Evaluating LLMs on Document-Based QA: Exact Answer Selection and Numerical Extraction using Cogtale datase

Document-based Question-Answering (QA) tasks are crucial for precise information retrieval. While some existing work focus on evaluating large language model's performance on retrieving and answering questions from documents, assessing the LLMs' performance on QA types that require exact answer selection from predefined options and numerical extraction is yet to be fully assessed. In this paper, we specifically focus on this underexplored context and conduct empirical analysis of LLMs (GPT-4 and GPT 3.5) on question types, including single-choice, yes-no, multiple-choice, and number extraction questions from documents. We use the Cogtale dataset for evaluation, which provide human expert-tagged responses, offering a robust benchmark for precision and factual grounding. We found that LLMs, particularly GPT-4, can precisely answer many single-choice and yes-no questions given relevant context, demonstrating their efficacy in information retrieval tasks. However, their performance diminishes when confronted with multiple-choice and number extraction formats, lowering the overall performance of the model on this task, indicating that these models may not be reliable for the task. This limits the applications of LLMs on applications demanding precise information extraction from documents, such as meta-analysis tasks. However, these findings hinge on the assumption that the retrievers furnish pertinent context necessary for accurate responses, emphasizing the need for further research on the efficacy of retriever mechanisms in enhancing question-answering performance. Our work offers a framework for ongoing dataset evaluation, ensuring that LLM applications for information retrieval and document analysis continue to meet evolving standards.
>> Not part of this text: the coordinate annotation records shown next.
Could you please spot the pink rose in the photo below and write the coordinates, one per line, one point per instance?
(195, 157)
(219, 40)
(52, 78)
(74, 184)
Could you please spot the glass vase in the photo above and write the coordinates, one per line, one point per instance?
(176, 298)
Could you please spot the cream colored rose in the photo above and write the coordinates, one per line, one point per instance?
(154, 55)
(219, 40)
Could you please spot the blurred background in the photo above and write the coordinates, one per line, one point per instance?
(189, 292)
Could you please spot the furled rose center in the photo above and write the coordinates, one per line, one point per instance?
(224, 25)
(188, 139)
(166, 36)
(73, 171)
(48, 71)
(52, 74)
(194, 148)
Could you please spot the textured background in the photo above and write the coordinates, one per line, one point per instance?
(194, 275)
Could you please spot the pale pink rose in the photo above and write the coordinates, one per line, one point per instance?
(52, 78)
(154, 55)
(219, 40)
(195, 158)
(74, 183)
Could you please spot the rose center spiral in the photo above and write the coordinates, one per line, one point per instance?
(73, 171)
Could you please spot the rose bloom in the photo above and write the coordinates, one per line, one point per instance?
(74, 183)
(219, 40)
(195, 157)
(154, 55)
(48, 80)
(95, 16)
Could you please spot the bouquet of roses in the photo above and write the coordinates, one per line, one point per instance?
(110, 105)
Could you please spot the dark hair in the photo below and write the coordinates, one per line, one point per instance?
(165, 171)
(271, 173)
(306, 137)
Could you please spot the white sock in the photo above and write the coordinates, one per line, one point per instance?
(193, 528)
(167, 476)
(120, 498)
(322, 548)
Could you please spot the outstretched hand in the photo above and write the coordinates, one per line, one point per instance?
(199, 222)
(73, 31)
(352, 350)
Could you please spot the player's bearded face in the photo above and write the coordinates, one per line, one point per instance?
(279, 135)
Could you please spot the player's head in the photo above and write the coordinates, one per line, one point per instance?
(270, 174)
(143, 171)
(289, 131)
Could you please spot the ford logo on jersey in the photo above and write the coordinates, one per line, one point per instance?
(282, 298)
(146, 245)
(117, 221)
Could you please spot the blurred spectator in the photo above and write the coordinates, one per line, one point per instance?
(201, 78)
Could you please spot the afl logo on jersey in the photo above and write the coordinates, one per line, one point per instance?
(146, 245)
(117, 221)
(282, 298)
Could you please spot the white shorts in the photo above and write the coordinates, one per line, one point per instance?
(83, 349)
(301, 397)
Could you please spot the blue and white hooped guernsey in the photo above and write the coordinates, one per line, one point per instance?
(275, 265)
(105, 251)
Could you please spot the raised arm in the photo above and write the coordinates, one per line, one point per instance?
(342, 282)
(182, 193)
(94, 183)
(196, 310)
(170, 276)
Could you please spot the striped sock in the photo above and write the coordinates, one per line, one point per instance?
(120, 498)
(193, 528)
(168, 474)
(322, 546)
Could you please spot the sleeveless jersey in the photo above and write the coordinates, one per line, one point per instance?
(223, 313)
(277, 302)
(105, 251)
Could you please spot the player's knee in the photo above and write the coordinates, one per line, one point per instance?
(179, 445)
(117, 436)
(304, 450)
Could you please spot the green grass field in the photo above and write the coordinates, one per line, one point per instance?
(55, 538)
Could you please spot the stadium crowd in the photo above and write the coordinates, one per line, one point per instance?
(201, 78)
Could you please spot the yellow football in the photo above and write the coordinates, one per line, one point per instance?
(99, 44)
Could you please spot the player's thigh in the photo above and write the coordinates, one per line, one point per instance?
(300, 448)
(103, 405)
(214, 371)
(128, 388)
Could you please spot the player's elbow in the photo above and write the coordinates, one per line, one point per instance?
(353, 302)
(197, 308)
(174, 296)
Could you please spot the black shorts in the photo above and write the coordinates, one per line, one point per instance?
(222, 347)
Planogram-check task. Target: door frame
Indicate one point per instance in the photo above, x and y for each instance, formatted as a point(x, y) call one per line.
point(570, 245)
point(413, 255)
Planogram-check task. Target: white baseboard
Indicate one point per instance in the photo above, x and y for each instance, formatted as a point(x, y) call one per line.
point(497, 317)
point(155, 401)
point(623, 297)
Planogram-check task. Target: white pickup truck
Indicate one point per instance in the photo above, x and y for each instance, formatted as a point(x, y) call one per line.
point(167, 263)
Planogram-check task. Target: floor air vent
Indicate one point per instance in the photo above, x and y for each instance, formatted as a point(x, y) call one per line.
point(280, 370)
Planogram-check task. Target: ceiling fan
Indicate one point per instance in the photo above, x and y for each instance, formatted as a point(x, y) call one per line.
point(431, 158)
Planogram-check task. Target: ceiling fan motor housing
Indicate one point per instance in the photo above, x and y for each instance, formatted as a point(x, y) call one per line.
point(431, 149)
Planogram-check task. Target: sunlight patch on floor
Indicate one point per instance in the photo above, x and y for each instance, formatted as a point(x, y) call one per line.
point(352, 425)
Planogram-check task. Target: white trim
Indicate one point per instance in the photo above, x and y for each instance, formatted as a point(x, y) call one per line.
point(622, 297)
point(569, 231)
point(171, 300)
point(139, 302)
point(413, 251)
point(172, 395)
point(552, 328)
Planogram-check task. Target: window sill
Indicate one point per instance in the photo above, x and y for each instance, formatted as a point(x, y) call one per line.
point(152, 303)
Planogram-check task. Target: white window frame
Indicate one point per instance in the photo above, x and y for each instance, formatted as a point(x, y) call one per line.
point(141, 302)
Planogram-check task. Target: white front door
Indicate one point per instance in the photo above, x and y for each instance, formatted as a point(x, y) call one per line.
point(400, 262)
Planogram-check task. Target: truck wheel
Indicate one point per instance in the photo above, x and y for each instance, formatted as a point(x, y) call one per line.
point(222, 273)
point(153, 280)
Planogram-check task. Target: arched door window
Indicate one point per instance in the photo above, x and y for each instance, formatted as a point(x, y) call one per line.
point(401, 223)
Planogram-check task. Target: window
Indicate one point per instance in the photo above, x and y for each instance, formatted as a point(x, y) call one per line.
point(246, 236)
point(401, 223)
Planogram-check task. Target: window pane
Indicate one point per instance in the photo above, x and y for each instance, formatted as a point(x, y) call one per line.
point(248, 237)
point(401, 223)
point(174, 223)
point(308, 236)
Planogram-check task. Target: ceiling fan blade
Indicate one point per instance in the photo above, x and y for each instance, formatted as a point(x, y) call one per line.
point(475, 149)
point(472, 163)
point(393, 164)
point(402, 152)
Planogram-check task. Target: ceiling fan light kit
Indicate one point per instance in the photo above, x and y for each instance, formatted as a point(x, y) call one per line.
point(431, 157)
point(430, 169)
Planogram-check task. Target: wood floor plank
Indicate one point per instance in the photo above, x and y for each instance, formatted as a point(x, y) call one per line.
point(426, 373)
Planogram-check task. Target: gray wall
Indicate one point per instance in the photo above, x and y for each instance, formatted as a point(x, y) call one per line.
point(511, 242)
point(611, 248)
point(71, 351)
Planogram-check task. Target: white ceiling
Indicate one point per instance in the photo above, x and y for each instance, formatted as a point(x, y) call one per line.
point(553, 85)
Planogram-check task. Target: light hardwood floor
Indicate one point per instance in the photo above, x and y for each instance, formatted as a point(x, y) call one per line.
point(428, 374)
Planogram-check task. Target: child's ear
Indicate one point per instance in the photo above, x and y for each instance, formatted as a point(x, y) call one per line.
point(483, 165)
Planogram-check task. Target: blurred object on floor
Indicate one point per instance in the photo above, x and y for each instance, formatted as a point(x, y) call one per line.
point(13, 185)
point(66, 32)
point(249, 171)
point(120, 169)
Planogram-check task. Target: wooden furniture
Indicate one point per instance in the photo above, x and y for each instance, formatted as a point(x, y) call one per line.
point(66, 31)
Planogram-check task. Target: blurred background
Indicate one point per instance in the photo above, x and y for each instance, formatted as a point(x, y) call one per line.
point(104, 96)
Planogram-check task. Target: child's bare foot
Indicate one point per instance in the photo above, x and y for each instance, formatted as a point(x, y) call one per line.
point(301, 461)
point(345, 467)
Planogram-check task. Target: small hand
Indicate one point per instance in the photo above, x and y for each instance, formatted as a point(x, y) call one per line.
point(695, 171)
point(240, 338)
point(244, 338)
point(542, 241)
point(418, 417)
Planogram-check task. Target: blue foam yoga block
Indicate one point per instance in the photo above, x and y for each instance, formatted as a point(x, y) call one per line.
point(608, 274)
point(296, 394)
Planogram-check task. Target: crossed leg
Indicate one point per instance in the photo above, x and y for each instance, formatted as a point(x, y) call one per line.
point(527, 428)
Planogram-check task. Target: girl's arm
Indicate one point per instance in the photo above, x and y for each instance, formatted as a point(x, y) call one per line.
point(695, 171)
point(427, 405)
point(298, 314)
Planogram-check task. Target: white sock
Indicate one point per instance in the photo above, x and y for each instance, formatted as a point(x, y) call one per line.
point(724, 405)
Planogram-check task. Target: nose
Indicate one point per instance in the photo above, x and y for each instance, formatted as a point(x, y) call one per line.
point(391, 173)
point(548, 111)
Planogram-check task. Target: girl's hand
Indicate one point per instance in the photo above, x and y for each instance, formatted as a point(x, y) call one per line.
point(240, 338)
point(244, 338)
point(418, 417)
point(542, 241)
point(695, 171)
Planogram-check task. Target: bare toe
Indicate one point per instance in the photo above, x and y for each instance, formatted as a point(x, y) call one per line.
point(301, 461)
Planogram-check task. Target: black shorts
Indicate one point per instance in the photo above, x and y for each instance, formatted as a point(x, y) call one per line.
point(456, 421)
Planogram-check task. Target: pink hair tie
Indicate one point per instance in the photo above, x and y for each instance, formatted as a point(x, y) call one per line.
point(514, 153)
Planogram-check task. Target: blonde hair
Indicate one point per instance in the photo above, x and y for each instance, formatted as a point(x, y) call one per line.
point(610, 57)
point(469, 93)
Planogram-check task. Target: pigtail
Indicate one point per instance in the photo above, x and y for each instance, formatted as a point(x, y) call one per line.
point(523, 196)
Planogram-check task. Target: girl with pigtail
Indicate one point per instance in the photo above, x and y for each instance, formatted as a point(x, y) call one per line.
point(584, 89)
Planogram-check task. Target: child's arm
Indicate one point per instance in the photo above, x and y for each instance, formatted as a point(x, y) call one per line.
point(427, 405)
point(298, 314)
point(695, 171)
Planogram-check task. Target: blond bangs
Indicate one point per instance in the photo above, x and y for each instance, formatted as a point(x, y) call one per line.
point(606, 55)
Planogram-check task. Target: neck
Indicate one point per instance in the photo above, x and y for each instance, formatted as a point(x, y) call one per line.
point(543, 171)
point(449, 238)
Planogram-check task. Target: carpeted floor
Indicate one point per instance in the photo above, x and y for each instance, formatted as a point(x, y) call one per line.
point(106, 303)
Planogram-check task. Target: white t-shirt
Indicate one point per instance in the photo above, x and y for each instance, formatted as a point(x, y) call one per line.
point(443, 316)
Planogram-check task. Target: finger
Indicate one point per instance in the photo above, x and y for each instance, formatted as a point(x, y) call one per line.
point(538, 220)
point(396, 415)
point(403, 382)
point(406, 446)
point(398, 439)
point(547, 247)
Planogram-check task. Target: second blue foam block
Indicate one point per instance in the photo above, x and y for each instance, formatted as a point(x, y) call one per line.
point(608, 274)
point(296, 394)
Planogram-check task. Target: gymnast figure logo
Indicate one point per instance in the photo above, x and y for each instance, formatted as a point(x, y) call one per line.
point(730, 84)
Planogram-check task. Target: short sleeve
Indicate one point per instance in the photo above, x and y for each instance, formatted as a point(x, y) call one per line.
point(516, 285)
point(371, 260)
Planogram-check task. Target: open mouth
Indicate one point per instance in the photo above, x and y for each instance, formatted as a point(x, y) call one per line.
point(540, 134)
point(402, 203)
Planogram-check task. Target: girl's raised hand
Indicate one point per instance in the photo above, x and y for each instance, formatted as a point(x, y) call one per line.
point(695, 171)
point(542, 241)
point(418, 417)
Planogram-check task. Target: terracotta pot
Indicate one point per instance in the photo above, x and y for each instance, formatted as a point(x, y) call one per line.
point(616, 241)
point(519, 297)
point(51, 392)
翻译：文档问答任务对于精确信息检索至关重要。尽管现有部分研究评估了大语言模型在文档检索与问答方面的性能，但针对需要从预定义选项中精确选择答案以及进行数值提取的问答类型，模型表现仍有待全面评估。本文专门聚焦这一未被充分探索的领域，对GPT-4和GPT-3.5等大语言模型在文档中的单选题、是非题、多选题及数字提取题等题型进行了实证分析。我们采用包含人类专家标注答案的Cogtale数据集进行评估，该数据集为精确性和事实基础提供了稳健基准。研究发现，大语言模型（尤其是GPT-4）在获取相关上下文时能精确回答许多单选题和是非题，展现了其在信息检索任务中的有效性。然而，面对多选题和数字提取格式时模型性能显著下降，导致整体任务表现降低，表明这些模型可能无法可靠胜任此类任务。这限制了LLM在需要从文档中精确提取信息的应用场景（如元分析任务）中的使用。但上述发现基于"检索器能提供准确作答所需的相关语境"这一假设，凸显了进一步研究检索机制对增强问答性能作用的重要性。本研究为持续的数据集评估提供了框架，确保用于信息检索和文档分析的大语言模型应用能持续满足不断演进的标准。